By Megan Miller, Editor
TRUSSVILLE – Monday’s Trussville City Schools Board of Education meeting included recognition for two teachers and the BOE attorney.
Donald Sweeney recently received the first ever Legacy Award from the Alabama Association of School Boards for starting the Lawyer’s Council for the School Board Attorneys. Superintendent Dr. Pattie Neill said Sweeney was honored in a ballroom of around 300.
Sweeney said his father grew up in a rural town in Iowa during the depression.
“When a teacher told him there was a college after high school, he had no idea that was a possibility,” Sweeney said.
The teacher helped him get afternoon jobs, and he saved for three years to attend college. By the time he got there, he only had enough money to take a year and a half’s worth of courses.
“Back then you could get into medical school once you had all of the prerequisites,” Sweeney said. “He got into medical school and got scholarships, so instead of plowing fields in snow covered Iowa, I grew up the son of a neurosurgeon, all because of one teacher.”
Sweeney said this makes him incredibly thankful to work with the Trussville City Schools BOE.
“The real accolades they should have announced is I got to help form this school system, and that’s a real feather in anyone’s cap,” Sweeney said.
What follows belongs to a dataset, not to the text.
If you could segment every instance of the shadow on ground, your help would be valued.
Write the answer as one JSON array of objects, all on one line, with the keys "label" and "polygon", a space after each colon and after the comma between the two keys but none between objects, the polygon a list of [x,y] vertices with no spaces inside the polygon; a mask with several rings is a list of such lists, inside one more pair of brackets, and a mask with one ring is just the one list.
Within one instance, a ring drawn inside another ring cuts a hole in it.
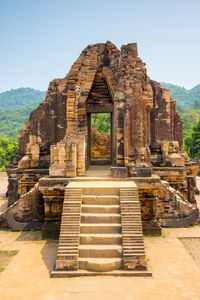
[{"label": "shadow on ground", "polygon": [[6,193],[0,193],[0,199],[4,200],[6,199]]},{"label": "shadow on ground", "polygon": [[3,204],[0,202],[0,211],[4,212],[8,207],[7,201]]},{"label": "shadow on ground", "polygon": [[[42,232],[41,231],[22,231],[18,236],[16,241],[42,241]],[[43,240],[44,241],[44,240]],[[46,268],[49,271],[49,274],[53,270],[57,249],[58,249],[58,240],[46,240],[45,244],[41,250],[42,260],[44,261]]]},{"label": "shadow on ground", "polygon": [[57,240],[47,240],[41,251],[42,259],[49,271],[49,274],[53,270],[56,261],[57,249],[58,249]]},{"label": "shadow on ground", "polygon": [[41,231],[22,231],[18,236],[16,241],[41,241],[42,240],[42,232]]}]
TCS elementary and secondary teachers of the year were recognized as well. Lisa Rish, second grade teacher at Cahaba Elementary School was named elementary teacher of the year, and Leigh Stovall, seventh grade civics and geography teacher at HTMS was named secondary teacher of the year.
The consent agenda was also approved in full, which included an update to policy 4.01, which was discussed during the work session that preceded the meeting. This is the admission policy for homeless, migrants, immigrants, ELL students and now students in foster care.
The policy now offers protection to students in foster care so they don’t get lost within the school system.
“We would have the option if a student is in a foster home that doesn’t work out and they’re thriving in our school system, we have the option to keep them even if they’re over school system lines until the end of that school year,” Mandy Logan said.
During the work session Dr. Neill also gave a recap of the city services meeting that took place after the Magnolia incident in November.
“In that debrief meeting, we went through every minute detail, the events of the day, and thought we did a great job doing so,” Neill said. “The learning experience was the communication piece inside the storm shelter. Wireless can happen if we manipulate it in a different way, a landline or computer drop can also work.”
Board President Sid McNeal said he enjoyed the discussion about terminology amongst the school system and public safety.
“It’s funny, you talk through things a few times and then decide it’s better to just keep it simple,” McNeal said. “We’ve asked the public safety leadership to have the right to call for a lockdown at any of our schools at anytime, and then we’ll have the discretion within the system of how we carry out that lockdown.”
McNeal said the carrying out of the lockdown will depend on the school and the severity of the situation.
The next BOE meeting will take place Jan. 23 at 6 p.m., with the work session preceding at 4:30 p.m.